The Difference Between Solitude & Being Lonely

Loneliness and Having Solitude

Our modern society – movies, TV, magazines, advertisements and online memes – tell us it’s a negative to be alone. We’re constantly being bombarded by things telling us how we need to be in a relationship or “with company”. Let’s explore the difference between solitude & being lonely.

Loneliness is failed solitude. If you don’t teach your children how to be alone, then they will only know how to be lonely.

Sherry Turkle

Part of the result of this misleading campaign is millions of bad relationships and a lot of unneeded stress and heartache. This same social push also has given us the myth of solitude being negative.

I need to make it clear that I’m not saying people should avoid relationships or become hermits! I’m saying we must perfect solitude and not feel the pressure from outside influences or within to “be with someone”. There’s a significant difference between spending time alone and feeling lonely.

The Difference Between Solitude & Being Lonely

Loneliness expresses the pain of being alone & solitude expresses the glory of being alone.

Paul Tillich

Aside from one being a time of growth & the other a condition, the difference between solitude and being lonely is huge. A person can turn those lonely times into beautiful moments they look forward to, where rejuvenation, creativity and even adventure await!

Loneliness is a symptom of something else going on inside a person. Loneliness can be masked as simply as a person being distracted or entertained, but that doesn’t fix the deeper problem.

Solitude is actually quite healthy in every way if a person is proactive instead of just wasting time away.

Reflection, introspection, growth, and inspiration happen in times of solitude. The practice of solitude overcomes the false “need” for connection & sense of loneliness. This allows one to grow mentally, spiritually and physically so they can be a healthy part of a truly synergistic relationship.

The Maturity Continuum

In the right relationship, a person can be quite happy and productive with another. Relationships add something essential to life which we need on a particular level. However, to be happy and healthy in a relationship requires a person to first master being happy and healthy alone.

Independence is an essential part of the natural growth process which we cannot ignore or defeat with any lasting success. Unfortunately, it’s a part of growth which is taught less and less in our society and completely ignored by the popular media. It’s necessary for a happy, healthy soul.

Dr. Stephen Covey, the creator of 7 Habits of Highly Effective People, calls this principle of personal growth the Maturity Continuum. He illustrates how a person must go from dependence as a youngster to independence, then finally interdependence. The last two of the three stages are the most difficult. Human nature is to jump from dependence to interdependence. That spells disaster for relationships and results in a lot of personal unhappiness.

Stuck Between Dependence & Maturity

If you’re lonely when you’re alone, you’re in bad company.

Jean-Paul Sartre

People who haven’t mastered independence are often unhappy in their relationships once the novelty or “newness” of the relationship wears off. They’ll blame their partner for their own unhappiness. At work, they blame their coworkers for their unhappiness.

It’s a constant cycle of unhappiness and comparing themselves to others and their relationship to other relationships. They usually have short-term perspective, shallow or fleeting interests and don’t develop educated standings on moral or ethical matters.

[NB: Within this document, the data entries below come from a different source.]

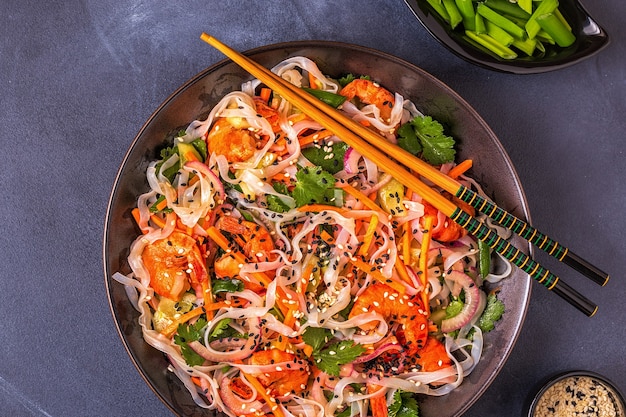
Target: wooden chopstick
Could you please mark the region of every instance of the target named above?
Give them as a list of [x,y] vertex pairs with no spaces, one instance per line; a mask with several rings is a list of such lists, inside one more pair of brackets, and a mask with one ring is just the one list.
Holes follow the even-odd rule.
[[[405,169],[404,166],[389,158],[389,155],[392,155],[391,152],[389,152],[389,149],[392,148],[390,147],[391,144],[389,142],[385,143],[384,151],[382,151],[378,147],[373,146],[368,141],[361,138],[356,133],[357,131],[361,131],[361,133],[363,133],[363,136],[370,136],[369,133],[366,134],[365,131],[362,131],[363,129],[357,127],[360,126],[359,123],[352,121],[350,118],[341,117],[343,115],[341,115],[332,107],[315,99],[314,97],[298,89],[291,83],[284,81],[282,78],[278,77],[267,68],[240,54],[239,52],[225,45],[218,39],[206,33],[203,33],[200,38],[209,45],[218,49],[240,67],[259,79],[265,85],[267,85],[269,88],[276,91],[287,101],[289,101],[301,111],[313,118],[315,121],[320,123],[324,128],[335,133],[338,137],[340,137],[348,145],[356,149],[359,153],[367,156],[368,159],[370,159],[377,165],[385,167],[386,172],[391,174],[394,178],[396,178],[409,189],[419,193],[422,198],[424,198],[426,201],[436,207],[439,211],[450,217],[453,221],[460,224],[463,228],[476,236],[478,239],[487,243],[496,252],[504,256],[506,259],[511,261],[514,265],[522,269],[524,272],[528,273],[538,283],[542,284],[549,290],[552,290],[554,293],[562,297],[564,300],[566,300],[568,303],[576,307],[587,316],[591,317],[596,313],[598,306],[595,303],[587,299],[582,294],[578,293],[569,285],[565,284],[563,280],[559,279],[559,277],[554,275],[548,269],[539,265],[539,263],[537,263],[535,260],[533,260],[531,257],[526,255],[519,249],[517,249],[511,243],[502,239],[494,230],[485,226],[478,219],[474,218],[467,212],[457,207],[453,202],[443,197],[438,191],[423,183],[420,179],[418,179],[417,177],[412,175],[407,169]],[[351,128],[354,128],[354,132],[351,130]],[[369,131],[369,129],[365,130]],[[378,143],[378,139],[370,139],[373,142]],[[406,158],[406,155],[402,155],[401,152],[397,152],[395,148],[392,156],[396,157],[398,160],[400,160],[401,158],[403,161],[408,160],[408,158]],[[410,161],[411,164],[413,164],[414,162],[415,161],[413,160]],[[421,166],[428,164],[420,160],[419,165]],[[411,165],[411,168],[414,168],[414,166]],[[424,170],[425,173],[422,174],[424,178],[429,179],[432,182],[435,182],[435,180],[441,182],[441,178],[438,175],[432,174],[431,170],[436,171],[434,169]],[[450,181],[446,180],[446,182],[448,182],[448,184],[446,185],[447,187],[452,187],[456,185],[456,181],[447,176],[445,177],[452,181],[450,183]],[[442,186],[442,188],[444,187]]]

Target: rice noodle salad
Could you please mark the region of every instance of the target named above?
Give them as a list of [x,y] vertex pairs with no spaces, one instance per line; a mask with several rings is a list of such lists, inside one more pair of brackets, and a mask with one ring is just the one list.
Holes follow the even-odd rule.
[[[400,93],[306,57],[272,71],[484,195]],[[504,311],[483,284],[506,261],[258,80],[173,136],[133,210],[132,272],[113,278],[199,407],[417,415],[472,372]]]

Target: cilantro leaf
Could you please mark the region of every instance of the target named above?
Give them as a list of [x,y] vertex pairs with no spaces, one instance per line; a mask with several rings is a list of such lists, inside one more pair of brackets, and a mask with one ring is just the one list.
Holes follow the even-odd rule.
[[334,195],[335,177],[320,167],[302,168],[296,173],[292,195],[298,207],[307,204],[328,204]]
[[419,404],[413,394],[401,390],[394,392],[389,417],[419,417]]
[[498,300],[496,294],[491,293],[487,296],[487,305],[483,314],[478,319],[478,327],[483,332],[489,332],[494,329],[495,322],[500,320],[504,314],[504,303]]
[[312,164],[322,167],[322,169],[336,174],[343,169],[343,158],[348,150],[345,142],[333,142],[332,145],[309,146],[302,149],[302,155]]
[[422,156],[433,165],[454,161],[454,139],[443,133],[443,126],[430,116],[416,117],[411,122],[424,150]]
[[302,333],[302,340],[313,348],[313,352],[318,352],[332,337],[333,333],[329,329],[322,327],[307,327]]
[[189,366],[198,366],[204,363],[204,358],[190,348],[188,343],[200,340],[203,336],[202,330],[206,325],[207,321],[203,318],[198,319],[194,324],[184,323],[178,325],[174,343],[180,346],[183,358]]
[[167,148],[161,149],[161,153],[160,153],[161,161],[159,161],[155,166],[156,172],[163,174],[170,182],[174,181],[174,176],[180,169],[180,161],[176,162],[175,164],[173,164],[171,167],[167,168],[163,172],[161,172],[161,167],[163,166],[163,163],[165,163],[165,161],[167,161],[168,159],[170,159],[172,156],[176,155],[177,153],[178,153],[178,148],[176,146],[169,146]]
[[[287,185],[282,182],[275,182],[273,184],[274,190],[281,194],[289,195],[289,190],[287,189]],[[284,213],[289,211],[291,207],[286,204],[279,196],[274,194],[267,195],[267,208],[275,211],[276,213]]]
[[213,331],[209,335],[209,343],[218,340],[218,339],[226,339],[229,337],[238,337],[240,339],[247,339],[246,335],[242,335],[233,327],[229,326],[231,319],[226,318],[222,319],[213,328]]
[[243,281],[239,279],[216,279],[211,282],[211,292],[241,292],[243,291]]
[[454,139],[430,116],[417,116],[398,128],[398,146],[433,165],[454,161]]
[[411,122],[407,122],[400,126],[396,131],[396,134],[398,135],[398,146],[402,149],[412,153],[413,155],[418,155],[422,152],[422,144],[420,143]]
[[339,376],[340,366],[352,362],[359,357],[365,348],[359,344],[355,344],[351,340],[342,340],[322,349],[313,352],[315,365],[328,375]]
[[[346,85],[350,84],[352,81],[356,80],[356,75],[350,73],[350,74],[346,74],[343,77],[339,78],[337,80],[337,82],[339,83],[340,86],[345,87]],[[361,75],[359,78],[363,79],[363,80],[369,80],[370,76],[369,75]]]

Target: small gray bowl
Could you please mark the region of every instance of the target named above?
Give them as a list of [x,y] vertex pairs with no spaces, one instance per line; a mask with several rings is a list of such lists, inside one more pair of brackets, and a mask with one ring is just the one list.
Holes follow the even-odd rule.
[[450,28],[433,11],[426,0],[405,0],[413,14],[426,30],[452,53],[484,68],[514,74],[534,74],[554,71],[583,61],[600,52],[609,44],[607,32],[589,15],[577,0],[564,0],[559,10],[572,26],[576,42],[567,48],[548,47],[541,57],[502,59],[469,41],[465,33]]
[[625,410],[623,395],[605,377],[595,372],[570,371],[551,378],[541,387],[526,416],[624,417]]

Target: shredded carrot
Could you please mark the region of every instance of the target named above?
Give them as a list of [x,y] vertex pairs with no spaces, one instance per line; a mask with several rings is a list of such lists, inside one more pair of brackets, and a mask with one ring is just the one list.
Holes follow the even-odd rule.
[[[228,241],[228,239],[226,239],[226,237],[222,234],[222,232],[220,232],[215,226],[209,227],[207,229],[207,234],[215,243],[217,243],[217,245],[220,248],[222,248],[224,251],[232,255],[237,262],[239,263],[248,262],[248,260],[246,259],[243,253],[234,251],[230,248],[230,242]],[[270,284],[270,282],[272,282],[271,278],[262,272],[254,272],[252,273],[252,275],[256,279],[258,279],[261,282],[261,284],[263,284],[265,287],[267,287]]]
[[305,344],[301,350],[307,357],[310,357],[313,354],[313,346]]
[[248,380],[248,382],[250,382],[250,384],[257,390],[261,398],[265,400],[265,403],[270,407],[272,413],[274,413],[274,416],[285,417],[282,408],[280,408],[276,403],[276,400],[269,395],[269,390],[266,390],[265,387],[254,376],[250,374],[244,374],[244,376]]
[[261,92],[259,93],[259,96],[261,97],[261,100],[263,100],[263,102],[269,103],[271,95],[272,95],[272,89],[267,88],[267,87],[261,88]]
[[333,132],[331,132],[330,130],[324,129],[315,133],[311,133],[310,135],[300,136],[298,137],[298,142],[300,142],[301,147],[304,147],[306,145],[310,145],[311,143],[321,141],[322,139],[325,139],[332,135],[333,135]]
[[167,208],[167,198],[164,198],[163,200],[159,201],[156,205],[156,209],[161,211]]
[[314,213],[319,213],[321,211],[336,211],[337,213],[345,213],[346,211],[348,211],[343,207],[330,206],[327,204],[307,204],[305,206],[298,207],[297,210],[299,212],[310,211]]
[[309,262],[302,271],[302,278],[300,279],[300,283],[297,286],[296,292],[299,294],[304,294],[306,292],[306,287],[309,285],[309,280],[311,279],[311,275],[313,275],[313,269],[315,268],[315,263]]
[[[206,231],[209,235],[209,238],[211,238],[220,248],[222,248],[224,251],[228,252],[228,254],[234,257],[237,262],[248,262],[246,256],[243,253],[234,251],[230,248],[228,239],[226,239],[222,232],[220,232],[215,226],[209,227],[208,229],[206,229]],[[261,285],[263,285],[265,288],[267,288],[267,286],[272,282],[272,279],[263,272],[252,272],[250,275],[259,280]],[[276,291],[278,293],[278,297],[276,297],[276,305],[278,306],[280,312],[286,316],[289,312],[290,307],[284,301],[284,299],[286,298],[285,291],[281,287],[277,287]]]
[[176,318],[172,324],[163,329],[161,334],[166,337],[172,337],[172,335],[176,333],[176,330],[178,330],[178,326],[180,324],[187,323],[189,320],[198,317],[202,313],[204,313],[204,309],[202,307],[196,307],[193,310],[182,314],[180,317]]
[[274,175],[271,179],[271,182],[282,182],[284,184],[290,185],[291,184],[291,176],[286,176],[284,172],[278,173],[276,175]]
[[410,286],[413,286],[413,281],[411,281],[411,277],[409,276],[409,273],[406,272],[406,265],[405,264],[403,264],[402,262],[396,262],[394,264],[394,268],[396,269],[396,272],[398,273],[398,276],[400,278],[402,278],[402,280],[404,282],[406,282]]
[[452,168],[450,172],[448,172],[448,176],[450,178],[457,179],[461,175],[465,174],[465,172],[467,172],[467,170],[469,170],[472,167],[472,164],[473,164],[473,161],[471,159],[466,159],[460,162],[454,168]]
[[317,78],[315,78],[315,76],[311,74],[310,72],[309,72],[309,87],[313,89],[317,89],[318,87]]
[[361,271],[365,272],[366,274],[371,275],[372,277],[374,277],[374,279],[378,280],[379,282],[389,285],[391,288],[398,291],[400,294],[405,293],[406,290],[404,288],[404,285],[402,285],[401,283],[391,278],[385,277],[376,267],[368,264],[365,261],[362,261],[359,258],[352,258],[350,259],[350,262],[354,266],[359,268]]
[[413,235],[411,234],[410,222],[404,223],[404,234],[402,235],[402,260],[405,264],[411,264],[411,240]]
[[422,237],[422,246],[420,249],[419,257],[419,269],[420,269],[420,281],[422,283],[422,302],[424,309],[429,312],[429,300],[428,300],[428,251],[430,250],[430,241],[432,239],[432,228],[434,222],[433,216],[426,216],[424,221],[424,234]]
[[160,218],[159,216],[157,216],[156,214],[153,214],[150,216],[150,220],[152,220],[152,222],[157,226],[160,227],[161,229],[163,229],[165,227],[165,220],[163,220],[162,218]]
[[192,151],[185,152],[184,157],[187,161],[199,161],[198,157]]
[[[137,226],[139,226],[139,228],[141,228],[140,224],[141,224],[141,214],[139,214],[139,208],[135,207],[134,209],[131,210],[130,212],[133,215],[133,219],[135,219],[135,223],[137,224]],[[144,232],[146,233],[146,232]]]
[[378,226],[378,214],[372,215],[370,219],[369,226],[367,226],[367,231],[365,232],[365,236],[363,236],[363,244],[359,248],[358,254],[364,256],[369,251],[372,246],[372,242],[374,241],[374,233],[376,232],[376,227]]
[[295,123],[301,122],[303,120],[311,120],[311,118],[306,113],[296,113],[289,116],[289,124],[293,125]]
[[[375,385],[369,382],[367,383],[368,394],[374,394],[382,388],[383,387],[381,385]],[[389,410],[387,409],[387,397],[385,394],[370,397],[370,409],[372,411],[372,417],[388,417]]]

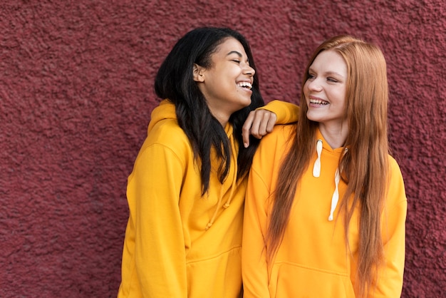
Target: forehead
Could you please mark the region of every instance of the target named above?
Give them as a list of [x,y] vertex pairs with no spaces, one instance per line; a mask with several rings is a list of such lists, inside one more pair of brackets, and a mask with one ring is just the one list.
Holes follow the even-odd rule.
[[310,68],[318,71],[333,71],[345,76],[347,74],[347,63],[343,57],[333,50],[323,51],[319,53]]
[[213,56],[226,56],[234,52],[239,53],[244,57],[247,56],[242,43],[233,37],[228,37],[217,47]]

A person who hasn’t become comfortable with their solitude & achieved independence usually makes it a point to appear mature, intelligent and professional. They want to feel and appear independent, but it’s an illusion – they’re often bored and lonely.

Other people refuel this person – their entire being is dependent on the need of other individuals in some way. Someone to “be with”, someone to show them how, someone to have fun with, someone to blame. This behavior doesn’t make them an extrovert; it makes them somewhat like a vampire. When things go wrong, in their mind it’s the fault of the people they’re around. Then they often lash out at that person.

To get unstuck, a person needs to make a lot of effort in mastering their self through the practice of solitude.

Mastering Independence

I have to be alone very often. I’d be quite happy if I spent from Saturday night until Monday morning alone in my apartment. That’s how I refuel.

Audrey Hepburn: Many-Sided Charmer, LIFE Magazine, December 7, 1953

Mastering independence doesn’t require anything radical. It doesn’t mean going on a sabbatical or joining a monastery. It does require changing how you think if you’re not used to solitude or feel lonely. And, changing our thought process is the most difficult obstacle to personal growth.

Begin by taking time for yourself. This means real alone time where you think, reflect and grow inside.

The independent person is accountable for their own actions. They will recognize their own mistakes as quickly as those of someone else and typically have a strong desire to make a positive change to overcome weaknesses. An independent person can be refueled physically, emotionally & physically by their times of solitude but can enjoy relating with other people.

Independents can better organize, plan and achieve effectively through their own independent thought process. This is done by proactive use of time to do things like reading, practicing creativity, meditation, eating properly, exercise, journaling, increasing knowledge and personal skills.

Like most principles of personal growth, practicing these things takes only minutes each day, but they need to become positive habits in your life to be effective. Start with 15-30 minutes a day just for you.